By Lonnie Wilkey
Editor, Baptist and Reflector
BRENTWOOD — Partnership missions in Tennessee is celebrating its 35th anniversary this year.
In recognition of what partnership missions has meant to Tennessee Baptists since that initial trip to Upper Volta (now Burkina Faso) in 1980, Tennessee Baptist History has devoted its Fall 2015 issue to partnership missions.
In addition, the annual meeting of the Tennessee Baptist Convention will feature partnerships during a special celebration banquet to be held on Nov. 10 at 5 p.m. at Crosspointe Baptist Church in Millington, about one mile from where The Summit is being held at First Baptist Church. See ad on page 6 for more information.
Tennessee Baptist History is the journal of the Tennessee Baptist Historical Society. The journal is published annually by the TBHS with the assistance of a grant provided by the Tennessee Baptist Convention.
Jim Taulman, editor of the journal, observed that “partnership missions may seem like an unusual topic for a history journal, but it really isn’t.
“Part of our role as the history journal of the Tennessee Baptist Convention is to record the work of the convention. Partnership missions has been a significant part of the Tennessee Baptist Convention for many years,” Taulman wrote in the latest issue.
The issue contains articles from TBHS president Bill Mc-Kee, James Porch, former TBC executive director; Bart Gibbs, IMB missionary; Betty Wiseman, retired women’s basketball coach at Belmont University who led several missions trips to partner countries; Bobbie Dunn, longtime partnership missions volunteer; Charlie Worthy, current IMB missionary with TBC partner Italy; and others.
In his article, Gibbs shared how a one-month “adventure” to Upper Volta led to a full-time career as a Baptist missionary.
He noted that his one-month commitment stretched into six months. “I can honestly say that my volunteer experience on the Upper Volta Project clarified my calling to become a missionary,” Gibbs wrote.
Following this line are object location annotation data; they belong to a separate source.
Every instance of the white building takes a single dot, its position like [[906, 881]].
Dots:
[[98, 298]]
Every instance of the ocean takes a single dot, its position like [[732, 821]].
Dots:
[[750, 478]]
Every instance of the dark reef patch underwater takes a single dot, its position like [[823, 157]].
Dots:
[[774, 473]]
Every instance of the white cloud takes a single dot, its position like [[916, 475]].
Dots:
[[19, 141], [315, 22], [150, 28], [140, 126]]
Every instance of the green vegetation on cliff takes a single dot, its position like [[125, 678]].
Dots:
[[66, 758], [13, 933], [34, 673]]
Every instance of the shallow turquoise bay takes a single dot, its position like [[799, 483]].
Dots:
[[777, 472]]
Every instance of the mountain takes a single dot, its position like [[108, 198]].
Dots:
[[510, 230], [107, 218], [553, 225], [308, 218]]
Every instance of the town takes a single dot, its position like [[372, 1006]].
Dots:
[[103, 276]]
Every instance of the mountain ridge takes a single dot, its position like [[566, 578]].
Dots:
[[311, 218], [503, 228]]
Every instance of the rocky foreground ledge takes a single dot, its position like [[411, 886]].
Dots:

Gibbs returned to the United States and later enrolled in seminary. In 1984 he learned that the Foreign Mission Board (now International Mission Board) had a job opening for a general evangelist to work with newly formed churches that were established as a result of the work of Tennessee Baptists in Upper Volta.
By that time political changes had occurred that led to the country being renamed Burkina Faso.
Gibbs and his wife, Jane Anne, were appointed to Burkina Faso and he returned to the country “to work with some of the same kids who had hauled rocks with me in 1981.” He is still serving as a missionary in West Africa.
Carroll Owen served on the staff of the TBC when the partnership began. Owen has read the latest copy of the journal. “As I read Bart’s (Gibbs) article I found myself reminiscing about some of my own involvement with the project and some of the people and things they shared out of their own experiences,” Owen said.
“What really thrilled me, though, was what he (Gibbs) shared about some lasting results and consequences of what our volunteers did there in five years a quarter of a century ago.”